Rathaus Steinweg: Umzug der Dienststellen nach Brühl-Ost
Bürgerberatung zieht in das Rathaus Uhlstraße

Der Rat der Stadt Brühl hat beschlossen, den
denkmalgeschützten Altbau des Rathauses B am Steinweg zu sanieren, den
Anbau an Rathaus B abzureißen und einen Neubau an dieser Stelle zu
errichten.

Derzeit läuft der Architektenwettbewerb. Die Planung der Baumaßnahmen sieht vor, dass mit dem Abriss des Anbaus Anfang März 2018 begonnen werden soll und dass im 4. Quartal 2020 die Inbetriebnahme des neuen Gebäudes erfolgen kann.

Für die Verwaltung heißt das, den Umzug und die vorübergehende anderweitige Unterbringung der im Rathaus Steinweg untergebrachten Dienststellen und der dort beschäftigten ca. 100 Mitarbeiterinnen und Mitarbeiter rechtzeitig vor den Abrissarbeiten zu organisieren.

In den letzten Wochen wurden daher alle derzeit anzumietenden Büroflächen im Innenstadtbereich besichtigt.
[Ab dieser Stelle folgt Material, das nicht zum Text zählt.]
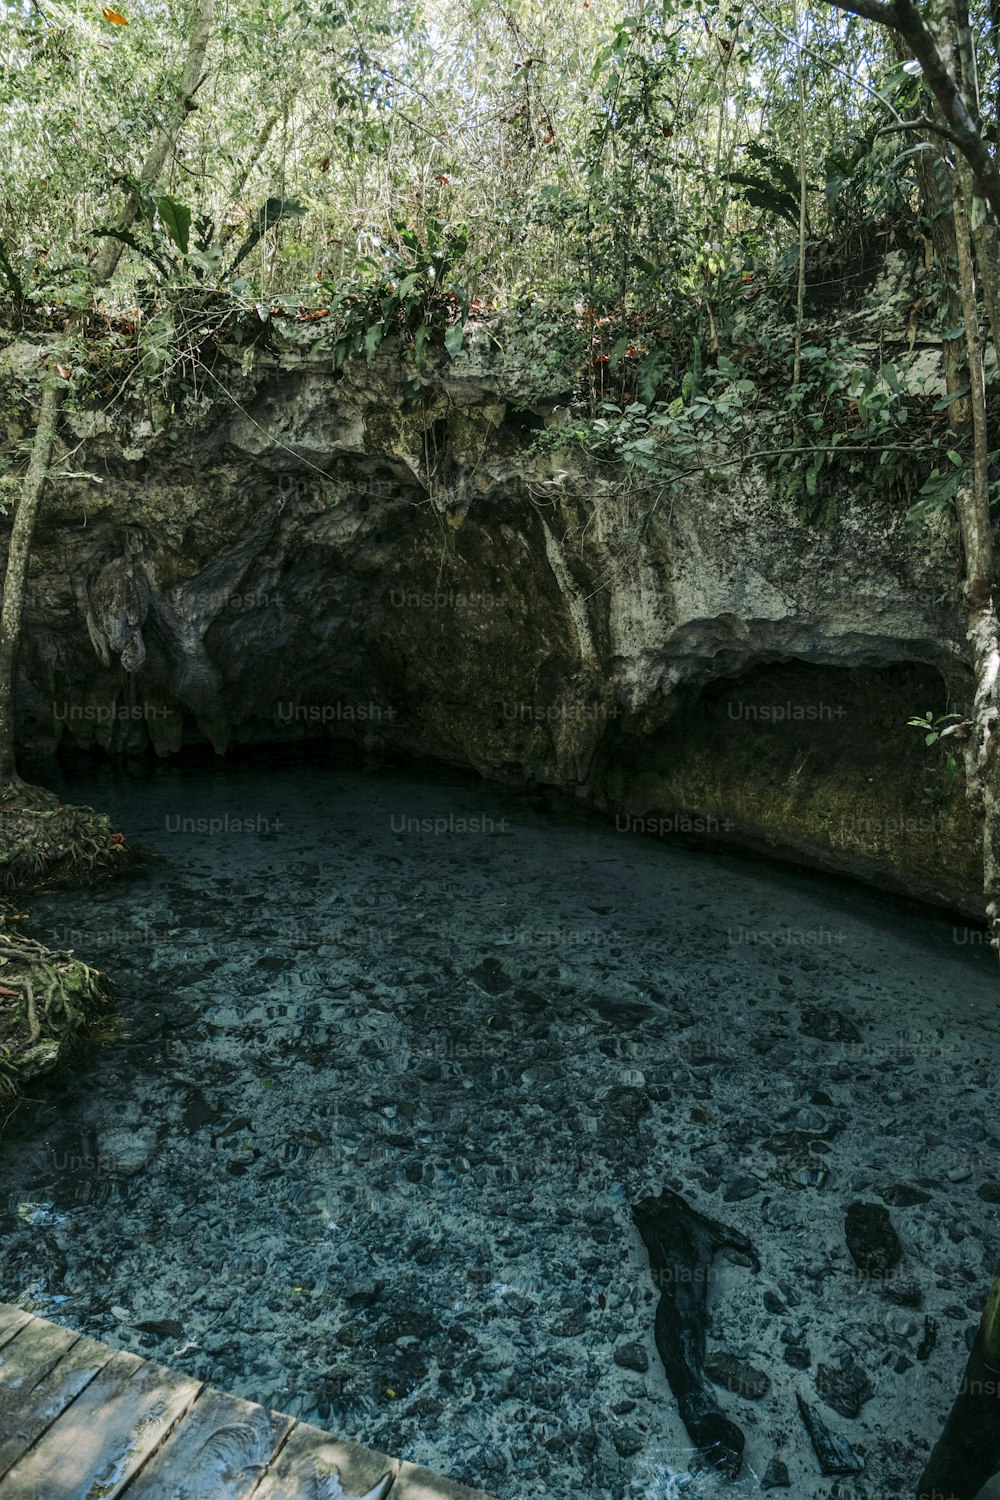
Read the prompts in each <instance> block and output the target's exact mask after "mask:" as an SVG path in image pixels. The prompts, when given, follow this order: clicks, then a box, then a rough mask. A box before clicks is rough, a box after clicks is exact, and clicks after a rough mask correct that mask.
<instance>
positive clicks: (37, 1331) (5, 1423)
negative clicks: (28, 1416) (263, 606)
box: [0, 1317, 79, 1424]
mask: <svg viewBox="0 0 1000 1500" xmlns="http://www.w3.org/2000/svg"><path fill="white" fill-rule="evenodd" d="M76 1343H79V1334H75V1332H73V1331H72V1328H61V1326H60V1325H58V1323H43V1322H42V1319H36V1317H34V1319H31V1322H30V1323H27V1325H25V1326H24V1328H22V1329H21V1331H19V1334H16V1337H15V1338H12V1340H10V1343H9V1344H4V1346H3V1349H1V1350H0V1424H6V1422H7V1421H9V1419H10V1418H12V1416H16V1415H18V1407H19V1404H21V1398H22V1395H24V1392H27V1391H33V1389H34V1386H36V1385H37V1383H39V1380H45V1376H46V1374H48V1373H49V1370H52V1367H54V1365H57V1364H58V1362H60V1359H61V1358H63V1355H64V1353H66V1352H67V1350H69V1349H72V1347H73V1344H76Z"/></svg>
In insgesamt fünf Objekten zuzüglich zweier derzeit leer stehender städtischer Häuser hätte nicht genug Platz zur Verfügung gestanden, so dass an einem achten Standort Bürocontainer hätten genutzt werden müssen. Dies hätte aber auch bedeutet, dass alle Dienststellen an unterschiedlichen Orten hätten platziert werden sollen.

Die eigens eingerichtete "Prokjektgruppe Rathausneubau" hat nach ausführlicher Diskussion nun den Grundsatzbeschluss getroffen, dass von einer dezentralen Unterbringung abgesehen wird. Vorgesehen ist, dass die Unterbringung der Dienststellen aus Rathaus B zentral in der Containeranlage Hedwig-Gries-Straße in Brühl-Ost erfolgen soll. Die derzeit noch zur Unterbringung von Flüchtlingen genutzten Container werden dafür mit der notwendigen Technik ausgestattet.

Ausgenommen von dieser Lösung wird die viel besuchte Bürgerberatung, die während der Bauphase im Ratssaal im Rathaus Uhlstraße untergebracht wird. Für das Standesamt wird ebenfalls noch nach einer Lösung in der Innenstadt gesucht.

Ziel ist es, für alle Mitarbeiterinnen und Mitarbeiter sowie auch für die Bürgerinnen und Bürger die Einschränkungen, die sich zwangsläufig ergeben werden, möglichst gering zu halten und eine funktionsfähige Verwaltung für diese Übergangsphase zu gewährleisten. "Ich bitte alle Brühlerinnen und Brühler bereits heute um Verständnis und gehe davon aus, dass trotz der Verlagerung alles reibungslos funktioniert", so Bürgermeister Dieter Freytag.